Conséquences pratiques et perspectives
La première conséquence de cet arrêt, c’est qu’il rend la pratique incertaine. Dans l’immense majorité des cours d’appel, les magistrats ont l’habitude de commencer leur dispositif par une phrase du type « La cour, statuant publiquement, réforme (ou confirme) le jugement rendu par le tribunal… ». On pensait que cette formulation n’était pas seulement un usage poli, mais une véritable obligation procédurale. À en croire la solution nouvelle de la chambre commerciale, cette étape solennelle, censée répondre à l’exigence d’une saisine de la cour en réformation ou annulation, ne serait pas juridiquement obligatoire. Beaucoup craignent qu’un tel relâchement ne déstabilise l’architecture même de la procédure d’appel, fondée sur une hiérarchisation des instances : on fait appel pour faire juger le jugement, et seulement ensuite le litige.

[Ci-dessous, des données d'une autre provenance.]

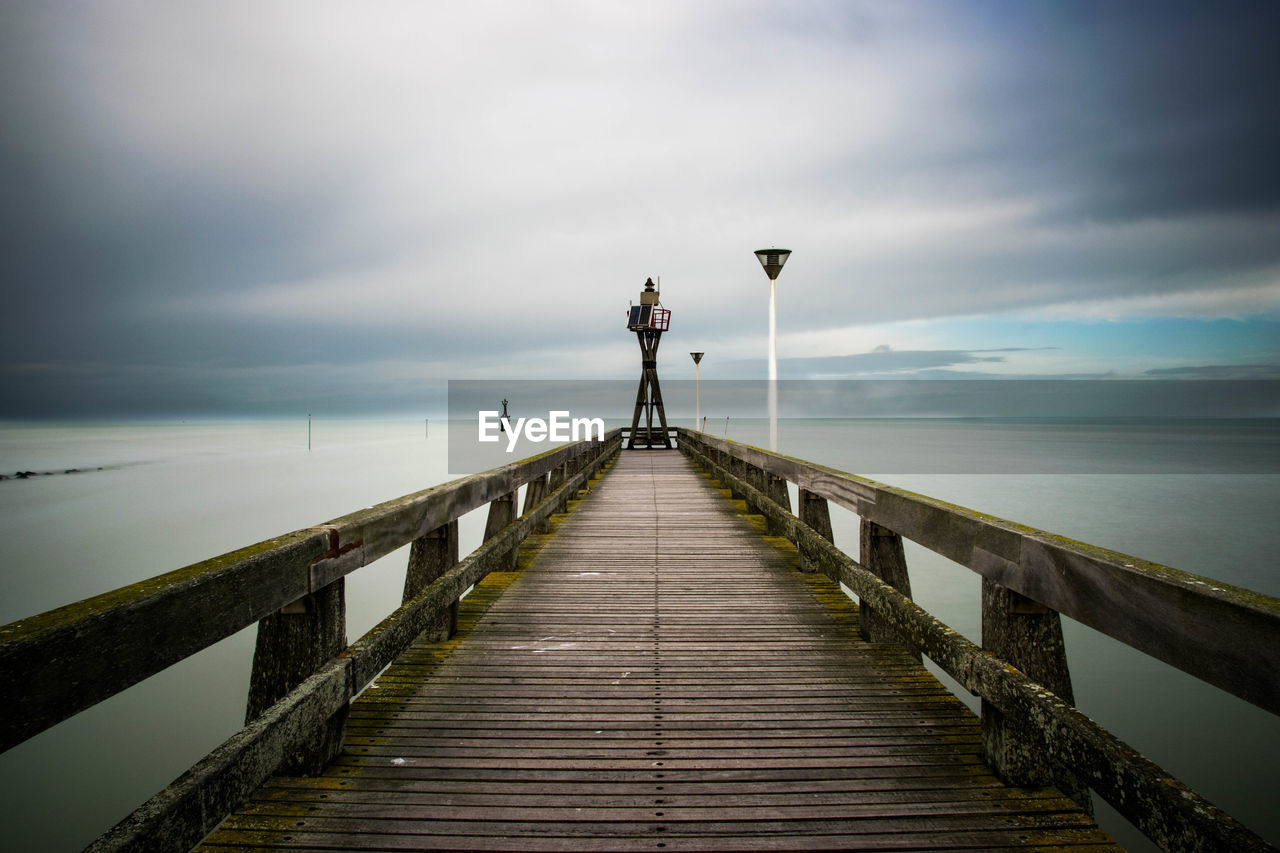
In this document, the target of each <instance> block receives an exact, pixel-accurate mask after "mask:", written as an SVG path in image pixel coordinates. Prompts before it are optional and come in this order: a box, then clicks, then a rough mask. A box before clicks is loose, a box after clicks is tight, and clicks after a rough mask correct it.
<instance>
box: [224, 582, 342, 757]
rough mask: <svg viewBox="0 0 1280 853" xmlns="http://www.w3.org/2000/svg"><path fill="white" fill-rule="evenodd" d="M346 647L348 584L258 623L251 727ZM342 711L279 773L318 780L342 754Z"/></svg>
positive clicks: (322, 593)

Dans la pratique, il est plus que probable que la grande majorité des juridictions d’appel continueront de réformer, annuler ou confirmer de façon explicite, ne serait-ce que pour des raisons de clarté. En revanche, pour quelques décisions ponctuelles, la solution de la chambre commerciale pourrait inciter certaines cours à s’en tenir au fond du litige, au risque de créer des situations ambiguës. Les avocats, eux, continueront à multiplier les précautions rédactionnelles dans leurs conclusions : il serait périlleux de se reposer sur une éventuelle simplification implicite, car la jurisprudence antérieure demeure stricte dès lors qu’il s’agit de sanctionner l’absence de prétention expresse sur le jugement.

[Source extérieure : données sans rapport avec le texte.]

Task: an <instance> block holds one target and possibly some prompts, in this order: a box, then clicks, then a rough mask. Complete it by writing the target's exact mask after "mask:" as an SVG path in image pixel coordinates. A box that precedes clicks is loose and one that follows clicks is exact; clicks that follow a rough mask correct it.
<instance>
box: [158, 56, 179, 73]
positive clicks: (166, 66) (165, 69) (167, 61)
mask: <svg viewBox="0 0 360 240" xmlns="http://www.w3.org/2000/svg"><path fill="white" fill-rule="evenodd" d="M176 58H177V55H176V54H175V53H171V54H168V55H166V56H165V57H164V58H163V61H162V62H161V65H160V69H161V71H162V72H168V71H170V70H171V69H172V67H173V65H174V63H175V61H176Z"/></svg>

À plus long terme, on peut espérer un revirement ou, du moins, une mise au point de la Cour de cassation. La cohérence de la procédure civile exigerait que si l’appelant est obligé de demander l’infirmation ou l’annulation d’un jugement, la juridiction saisie réponde à cette demande de manière formelle. Le mouvement global de réformes successives (décrets, circulaires, jurisprudences) tend vers une formalisation croissante de l’appel comme voie de réformation plutôt que de simple ré-examen de la totalité du litige. Il paraît dès lors contradictoire de dispenser la juridiction du second degré de toute mention claire quant au sort du jugement attaqué, alors même qu’elle doit, dans l’absolu, organiser la sécurité juridique des justiciables et mettre fin au conflit.
Cet arrêt de la chambre commerciale suscite de nombreuses interrogations dans le monde des avocats et des magistrats, et plus largement parmi tous les praticiens du contentieux civil. Loin d’être anecdotique, il interroge la cohérence même de l’office du juge d’appel. S’il est logique d’imposer aux professionnels du droit un formalisme précis pour saisir la cour, ne serait-il pas tout aussi cohérent d’exiger de celle-ci qu’elle statue formellement sur la confirmation, la réformation ou l’annulation du jugement attaqué ? La question reste ouverte. En l’état, une zone d’ombre demeure, et il ne fait guère de doute que la Cour de cassation, confrontée à d’autres pourvois, sera amenée, tôt ou tard, à clarifier à nouveau la portée de l’article 542 du code de procédure civile. D’ici là, l’usage prudent et traditionnel de statuer explicitement sur le sort du jugement restera sans nul doute la règle de facto dans la plupart des juridictions d’appel françaises.